分娩兆候お知らせ「モバイル牛温恵」母牛の体温変化で感知 出産立ち会いで事故が激減

 年間4%も発生する牛の分娩事故。立ち会えば助かるケースが多いが、夜間や外出時などには見逃しがちだ。そこで注目されているのが、体温変化で分娩兆候などを知らせる「モバイル牛温恵」。
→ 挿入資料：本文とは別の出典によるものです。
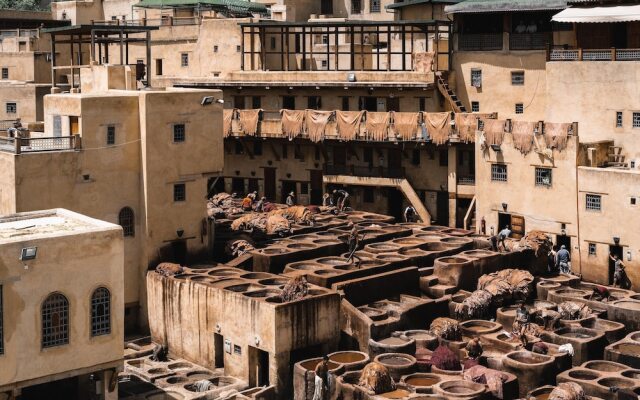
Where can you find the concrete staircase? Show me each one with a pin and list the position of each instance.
(447, 92)
(616, 158)
(401, 184)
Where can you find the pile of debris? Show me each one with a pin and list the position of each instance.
(496, 290)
通信技術の発達で使いやすくなり、費用も下がって導入農家が増えている。

出産が近い牛に体温センサーを挿入する浅倉さん。繁殖牛28頭を飼育する志賀邦浩さんも2年前に導入した    

 大分県竹田市の和牛繁殖農家、浅倉博文さん(54)は、年間約50頭出産するうち3頭ほどで分娩事故が起きていた。畜舎内に監視カメラを設置しても事故は防げず困っていたが、3年前にモバイル牛温恵を導入してから、一度も起きていないという。
 同システムは無線機能がある体温センサーを分娩予定日の1週間前に牛の膣内に挿入し、微妙に変化する体温を5分ごと、0.1度単位で計測。分娩のタイミングなどを、NTTドコモのデータ通信網を通じてスマートフォンなどにメールで知らせるもの。
 分娩24時間前の「段取り通報」、分娩直前の「駆けつけ通報」、異常が出た場合の「SOS通報」がある。駆けつけ通報は一次破水時にセンサーが押し出されて温度変化を感知。余裕をもって分娩に立ち会える。
 このほか、発情の始まりを知らせる「発情通報」や疾病牛の異常体温を知らせる「上限異常通報」などの機能もある。
 以前は産まれる兆候が分からず大きな損失を出していたという浅倉さんは、センサーを5基導入。「分娩に立ち会っていれば防げる事故は多い。費用対効果はもちろんだが、無事に産まれることの安心感がより大きなメリット」と話す。